Some code that parses a PDF file into objects. There's also some very preliminary WIP code to display the file structure on a web page.
At the lowest level, a PDF file is a sequence of 8-bit bytes. Use hexdump
or xxd
or something to see it.
At the next lowest level, a PDF file is a set of objects, wrapped in some file structure (header and trailer). This is still too low-level to be practically useful for anything, but the code here only concerns itself with this level.
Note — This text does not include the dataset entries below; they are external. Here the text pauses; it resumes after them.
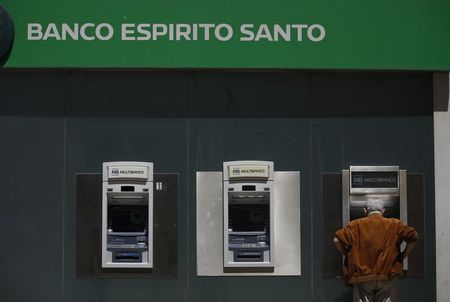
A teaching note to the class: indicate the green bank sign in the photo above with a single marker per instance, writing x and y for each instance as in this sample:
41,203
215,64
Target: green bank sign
318,34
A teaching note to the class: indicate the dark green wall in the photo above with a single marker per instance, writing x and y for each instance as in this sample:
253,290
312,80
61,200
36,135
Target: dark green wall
56,123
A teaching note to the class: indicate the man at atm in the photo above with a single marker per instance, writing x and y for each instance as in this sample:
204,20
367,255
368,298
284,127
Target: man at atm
371,246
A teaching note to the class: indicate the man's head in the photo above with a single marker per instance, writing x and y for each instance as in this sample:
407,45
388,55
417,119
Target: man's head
374,205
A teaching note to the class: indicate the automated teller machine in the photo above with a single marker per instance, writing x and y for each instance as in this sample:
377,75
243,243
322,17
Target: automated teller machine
387,183
248,214
248,220
382,182
127,215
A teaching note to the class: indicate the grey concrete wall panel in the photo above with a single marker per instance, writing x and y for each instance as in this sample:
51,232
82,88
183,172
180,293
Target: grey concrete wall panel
89,143
31,209
185,121
416,206
209,212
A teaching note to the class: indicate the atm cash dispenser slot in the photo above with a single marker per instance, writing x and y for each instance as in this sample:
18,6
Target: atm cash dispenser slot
127,237
248,214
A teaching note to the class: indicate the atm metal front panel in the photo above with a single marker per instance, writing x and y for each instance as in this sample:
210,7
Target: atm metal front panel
248,214
361,183
387,183
127,215
248,221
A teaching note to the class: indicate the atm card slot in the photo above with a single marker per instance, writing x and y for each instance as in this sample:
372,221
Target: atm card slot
248,256
126,257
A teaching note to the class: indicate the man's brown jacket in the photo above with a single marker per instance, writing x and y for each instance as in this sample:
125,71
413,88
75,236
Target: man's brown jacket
372,247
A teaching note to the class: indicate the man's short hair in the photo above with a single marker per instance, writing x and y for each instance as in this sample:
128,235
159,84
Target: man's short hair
374,204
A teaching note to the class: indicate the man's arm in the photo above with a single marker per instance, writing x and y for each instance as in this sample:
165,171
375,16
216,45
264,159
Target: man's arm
339,245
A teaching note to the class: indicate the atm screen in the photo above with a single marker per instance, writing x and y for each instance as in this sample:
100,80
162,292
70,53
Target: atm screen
127,218
248,217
Specifically, there are 8 types of objects:
- Boolean Objects
- Numeric Objects
- String Objects
- Name Objects
- Array Objects
- Dictionary Objects
- Stream Objects
- Null Object
To read a PDF file, we need to be able to parse all these kinds of objects, and also, additionally:
- Indirect Object definitions (like
12 0 obj โฆ endobj
) - Indirect object references (like
12 0 R
) - File structure: Header, body, cross-reference table, trailer.
This project parses (most) PDF files, into the above structures. It does nothing further in terms of interpreting the objects in any useful way.
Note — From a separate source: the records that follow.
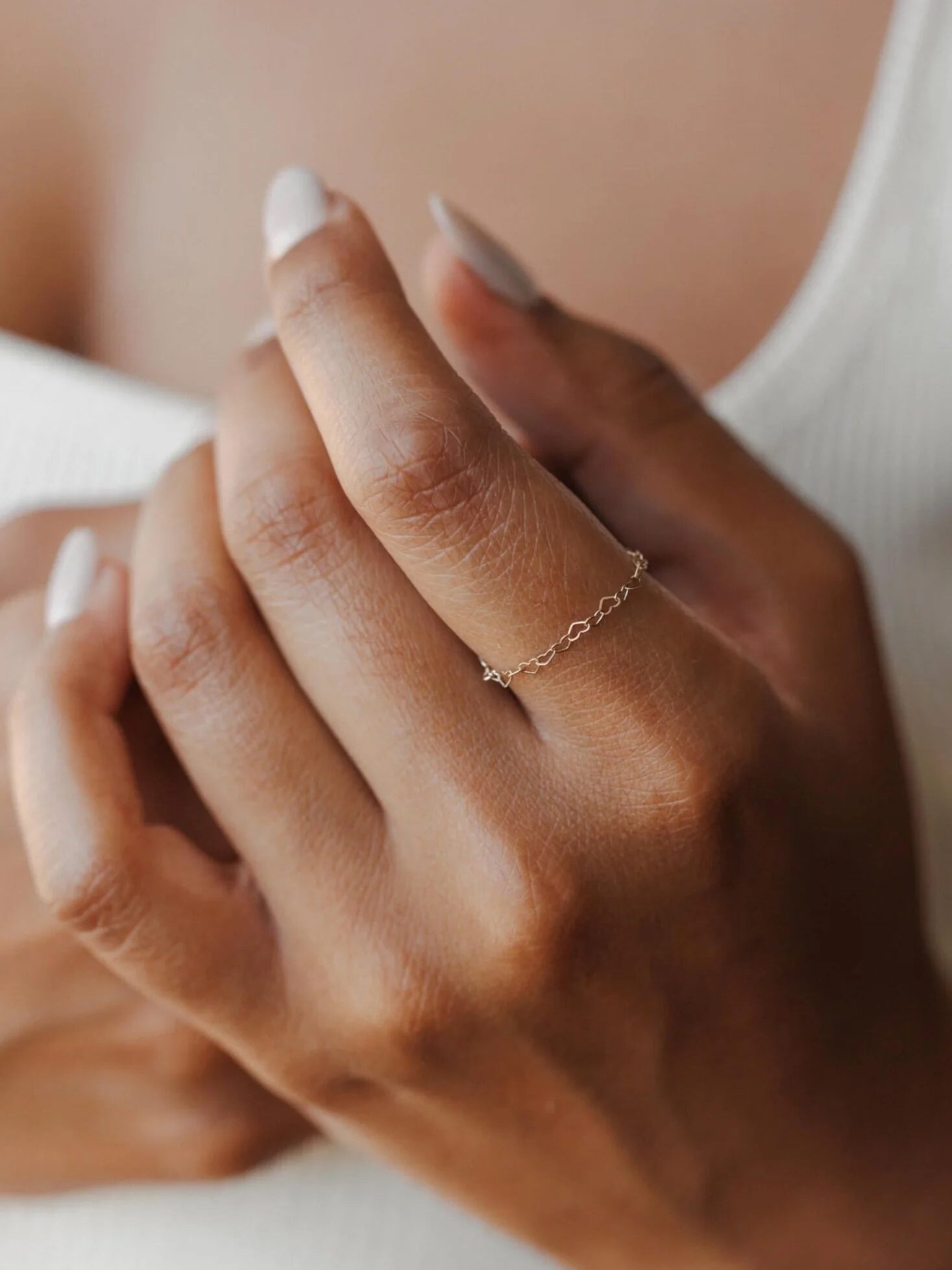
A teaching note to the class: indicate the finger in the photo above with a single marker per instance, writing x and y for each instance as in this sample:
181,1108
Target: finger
608,416
620,426
500,550
169,920
391,681
29,543
243,729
It is also (sort of, WIP) a "literate program" to some extent: read here.
Some notes:
-
It can now round-trip via JSON. That is, if you dump to JSON and read back, you will get the exact same bytes.
- This is not as impressive as it sounds, because we could in principle just dump the sequence of bytes into JSON as an array of numbers. However, here we're doing slightly more than that.
-
It assumes the input is valid, e.g. does not check in dict for unique keys, does not check for stream length, etc. In fact, parses the file "forwards", rather than starting with the trailer first.
-
Using from Rust code:
src/lib.rs
has a library that parses a PDF file into PDF objects. -
Web interface (WIP, calls the parser but does not display anything much yet):
- Visit https://shreevatsa.net/pdf-explorer/ (last working version: https://638396b5cb23920d58f8adf4--fastidious-ganache-d72698.netlify.app/) or
- Run
build.sh
andpython3 -m http.server
(or equivalent), then access http://[::]:8000/
I haven't yet tried either of these, but they seem to be further along (IIUC they're written in Python and generate HTML):
- https://github.com/desgeeko/pdfsyntax
git clone https://github.com/desgeeko/pdfsyntax && cd pdfsyntax
and thenpython3 -m pdfsyntax inspect foo.pdf > output.html
- https://github.com/trailofbits/polyfile
pip3 install polyfile
and thenpolyfile --html output.html foo.pdf
There's also a Java app:
- https://github.com/itext/i7j-rups (https://itextpdf.com/products/rups)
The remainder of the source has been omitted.